The Marylebone Cricket Club (MCC) announced on Thursday that former Test captain Ted Dexter, one of England’s best players, died at the age of 86 after a brief illness.
After making his debut against New Zealand in 1958, Dexter, nicknamed “Lord Ted,” was an aggressive batsman and part-time seam bowler who played 62 tests for England.
In the early 1960s, he captained England and Sussex.
“He died quietly in the Compton Hospice in Wolverhampton at lunchtime yesterday, surrounded by his family, after a recent illness,” MCC said in a statement. “Ted was a beloved husband, father, and grandfather, as well as one of England’s greatest cricketers of all time. Dexter “played the game with the same feeling of adventure and fun that characterises much of his extraordinary life,” according to the MCC.
Dexter, who captained England for 30 matches, amassed 4,502 runs at an average of 47.89 and 66 wickets at an average of 34.93 during his Test career.

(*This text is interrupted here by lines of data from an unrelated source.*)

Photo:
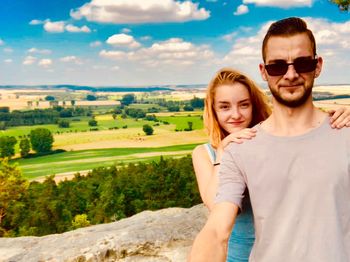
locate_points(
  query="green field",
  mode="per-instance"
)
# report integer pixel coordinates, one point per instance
(89, 159)
(106, 122)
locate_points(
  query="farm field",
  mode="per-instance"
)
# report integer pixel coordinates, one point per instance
(118, 141)
(70, 162)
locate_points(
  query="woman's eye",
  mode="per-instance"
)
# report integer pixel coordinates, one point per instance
(245, 105)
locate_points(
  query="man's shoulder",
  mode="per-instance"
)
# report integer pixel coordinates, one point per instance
(248, 144)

Between 1989 to 1993, Dexter served as chairman of the England selectors as a cricket administrator. In 2001, he was named President of MCC and received a CBE.
Dexter also devised a Test player rating system, which was formally adopted by the International Cricket Council (ICC) in 2003 and serves as the foundation for the present Test rankings.
Dexter was one of the most outstanding batsmen of his period, according to the ICC’s interim chief executive Geoff Allardice.
In a statement, Allardice stated, “His ability to dominate fast bowling was impressive, and he also made major contributions to the game in many roles post-retirement”
Dexter was inducted into the ICC Hall of Fame in June, and former England captain Michael Vaughan paid tribute to him.
On Twitter, Vaughan said, “Ted Dexter was someone who always went out of his way to offer so much fantastic advice to myself and many others… watching him arrive for lunch on his motorbike and then sit and listen to him discuss all cricketing concerns was always a joy.”
Mike Atherton, a former England captain, told Sky Sports that Dexter’s manner had left an unforgettable mark on him.
“People will remember him for the way he played the game, not for his numbers,” Atherton said. “He was a fantastic stylist who brought a lot of flair and adventure to his performances.”
“Dexter will be remembered both for his dashing and stylish strokeplay and his vast interests outside the game,” the England and Wales Cricket Board said.
The Sussex batsman was known for his power, and one of his most memorable performances came against the West Indies in 1963 at Lord’s, when he came in at 2-1 and hammered 70 off 75 deliveries.